COFFEE TIME: A scene out of the popular U.S. sitcom Friends (CFP)

Shi Hailin, an investment project manager in Beijing, echoed Qi, noting that the sharp difference is a result of different production models. "In China, all the episodes were produced before being sold to TV stations for broadcast. Good or bad, as long as it is allowed to be aired, it will be broadcast to the end," Shi said. "In the United States, the destiny of TV dramas is determined by audience ratings. If ratings fall, the show faces cancellation. It's brutal competition. That's why U.S. screenwriters exhaust themselves with their wild imaginations."

Another attractive element for Chinese viewers is that shows can carry on for many seasons, allowing for viewers to better connect with the characters. In China, however, TV shows are often broadcast in their entirety within a month. Cultivating fan loyalty thus becomes difficult.

How are they affected?

The prevalence of American TV dramas has already weaved great power in the daily lives and social discourse of the Chinese people.

Zheng Yunfeng, an anchor with China Radio International (CRI), is a huge fan of American television. Shows he enjoys include The Big Bang Theory, Gray's Anatomy, Chuck and The Bible. Today, watching American TV dramas accounts for one third of Zheng's English learning time.

Shi also benefits a lot in terms of building language skills from watching American TV shows. Friends is also his favorite.
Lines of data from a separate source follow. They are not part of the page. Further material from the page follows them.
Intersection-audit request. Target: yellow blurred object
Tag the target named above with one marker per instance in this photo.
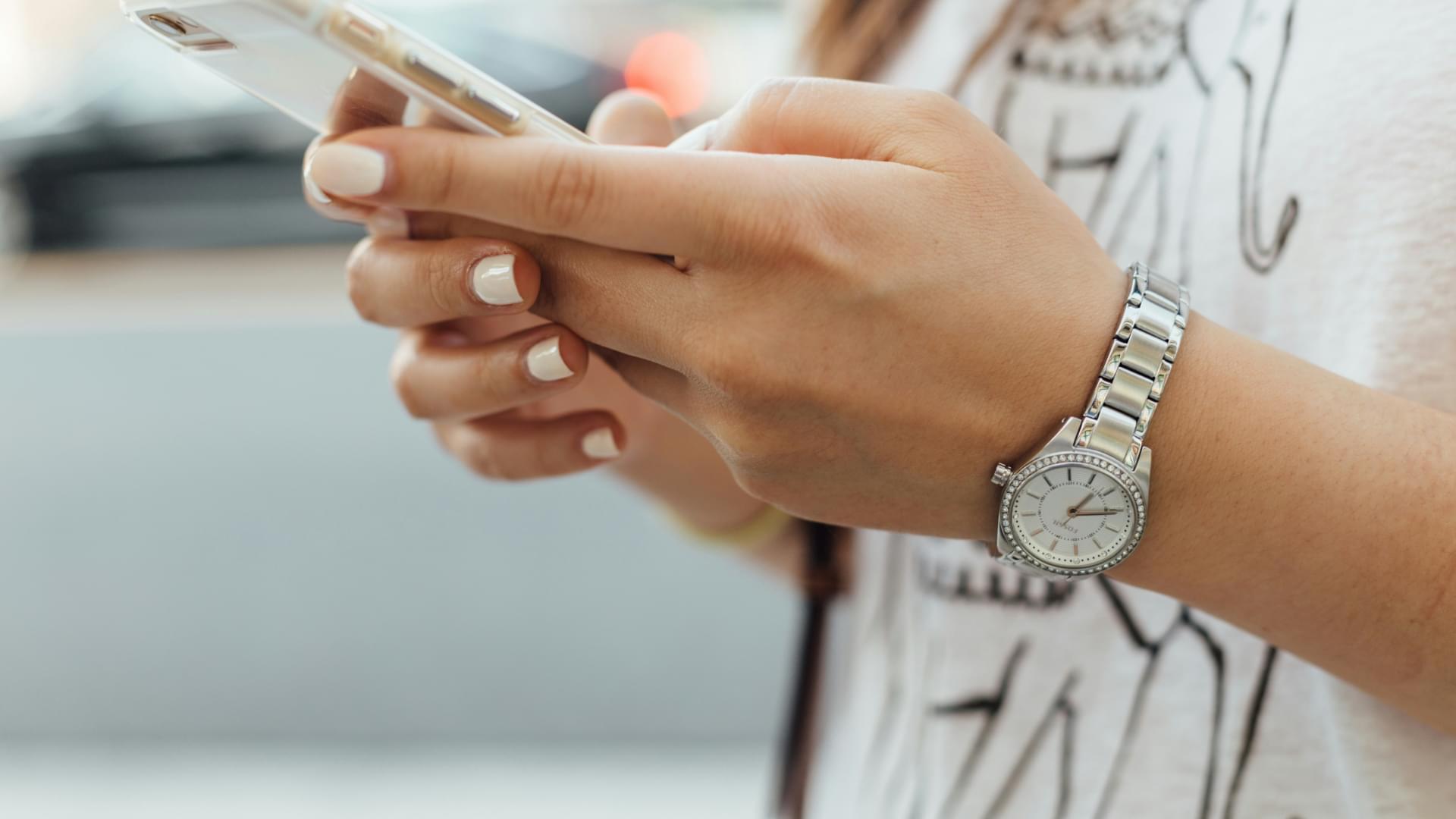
(753, 532)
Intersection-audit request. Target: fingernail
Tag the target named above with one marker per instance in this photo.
(389, 223)
(545, 362)
(350, 171)
(601, 445)
(315, 191)
(494, 280)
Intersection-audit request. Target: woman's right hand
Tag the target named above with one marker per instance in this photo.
(510, 395)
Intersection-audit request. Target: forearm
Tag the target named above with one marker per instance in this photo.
(1310, 510)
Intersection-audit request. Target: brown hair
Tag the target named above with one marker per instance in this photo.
(854, 38)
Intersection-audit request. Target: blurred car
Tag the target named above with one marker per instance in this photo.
(149, 150)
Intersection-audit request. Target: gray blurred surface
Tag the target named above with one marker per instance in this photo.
(237, 534)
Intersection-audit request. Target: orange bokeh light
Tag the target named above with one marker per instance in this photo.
(672, 67)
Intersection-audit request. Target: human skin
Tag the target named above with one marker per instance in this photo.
(498, 420)
(864, 315)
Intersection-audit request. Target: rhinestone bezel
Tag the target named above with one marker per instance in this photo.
(1036, 468)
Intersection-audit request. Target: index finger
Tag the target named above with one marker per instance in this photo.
(647, 200)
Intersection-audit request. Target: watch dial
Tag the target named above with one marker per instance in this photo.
(1074, 513)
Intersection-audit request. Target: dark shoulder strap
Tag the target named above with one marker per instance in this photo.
(821, 583)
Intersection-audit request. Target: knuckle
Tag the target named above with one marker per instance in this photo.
(444, 174)
(767, 96)
(570, 190)
(443, 283)
(410, 397)
(360, 284)
(484, 458)
(405, 385)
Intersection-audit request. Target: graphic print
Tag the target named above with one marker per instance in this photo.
(1111, 101)
(1131, 88)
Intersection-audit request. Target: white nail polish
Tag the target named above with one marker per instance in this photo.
(494, 281)
(601, 445)
(348, 171)
(545, 362)
(389, 223)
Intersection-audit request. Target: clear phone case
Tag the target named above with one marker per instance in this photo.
(337, 66)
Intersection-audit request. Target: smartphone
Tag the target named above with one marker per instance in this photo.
(335, 66)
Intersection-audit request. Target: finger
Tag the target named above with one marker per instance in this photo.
(632, 199)
(402, 283)
(631, 118)
(322, 203)
(366, 101)
(669, 388)
(440, 376)
(517, 449)
(805, 115)
(363, 101)
(618, 299)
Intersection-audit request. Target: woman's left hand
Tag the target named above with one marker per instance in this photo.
(873, 300)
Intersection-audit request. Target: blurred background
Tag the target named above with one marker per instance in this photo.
(235, 580)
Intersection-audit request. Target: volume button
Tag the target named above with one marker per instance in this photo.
(504, 118)
(357, 30)
(427, 74)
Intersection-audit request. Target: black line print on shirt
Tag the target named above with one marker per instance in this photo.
(1128, 164)
(1131, 164)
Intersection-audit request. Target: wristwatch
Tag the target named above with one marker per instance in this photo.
(1079, 504)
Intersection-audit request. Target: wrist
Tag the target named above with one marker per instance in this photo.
(1053, 379)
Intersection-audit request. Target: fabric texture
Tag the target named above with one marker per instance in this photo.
(1293, 162)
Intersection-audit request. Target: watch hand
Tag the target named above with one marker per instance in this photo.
(1076, 509)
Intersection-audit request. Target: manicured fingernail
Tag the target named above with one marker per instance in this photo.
(494, 280)
(348, 171)
(545, 362)
(315, 191)
(601, 445)
(389, 223)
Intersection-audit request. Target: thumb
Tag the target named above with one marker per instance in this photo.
(631, 118)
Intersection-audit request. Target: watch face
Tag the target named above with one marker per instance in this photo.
(1074, 513)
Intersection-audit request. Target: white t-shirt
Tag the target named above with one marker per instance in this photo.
(1294, 164)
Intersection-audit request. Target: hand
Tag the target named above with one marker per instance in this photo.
(465, 365)
(865, 311)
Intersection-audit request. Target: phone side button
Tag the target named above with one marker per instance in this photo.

"At first, I would only watch it with Chinese subtitles. Later, I would watch it with English subtitles. Finally, I could understand most of it without subtitles," he said.

For Li Xiaoyu, a Beijing-based girl working in the legal fields and also one of the partners of Monica's Home, watching American television helped her to adapt culturally when she moved to the United States to study for a year.

"At first, I couldn't understand the logic of sitcoms. I couldn't see why they were funny at all," she said. "Then one day, I was in a gym using the treadmill and watching The Big Bang Theory. I laughed so hard that I fell off.

"This turned out to be very helpful for me to adapt to U.S. society when I later went to the country for further study," she said. "When my teacher told me a joke, I knew why it was funny."

Shi agreed with Li, saying that American TV dramas are a faster channel for people to learn about U.S. culture. "For instance, through dramas featuring superheroes, you can learn about the comics industry in the United States. By watching The Vampire Diaries, you learn more about folklore in the Western world."

Zheng adds that in addition to knowing about Western culture, he aspires to live the lives of his favorite show's characters. "When watching Friends, I tell myself this is my dream life!" he said. "I have similar friendships to those on the show. We have also talked a lot about the six of us living together renting a big apartment, or living near each other. But in real life, it's difficult for us to do that, especially when we work in different districts in such a big city as Beijing."

"I am most impressed by the friendship between them," he adds, "They help each other get through hardships and joys. I share the laughter and tears of the show," he said.

Coffeehouse owner Wu agreed. "American shows have a positive energy about them. If you are unhappy, watching several episodes of Friends can really cheer you up."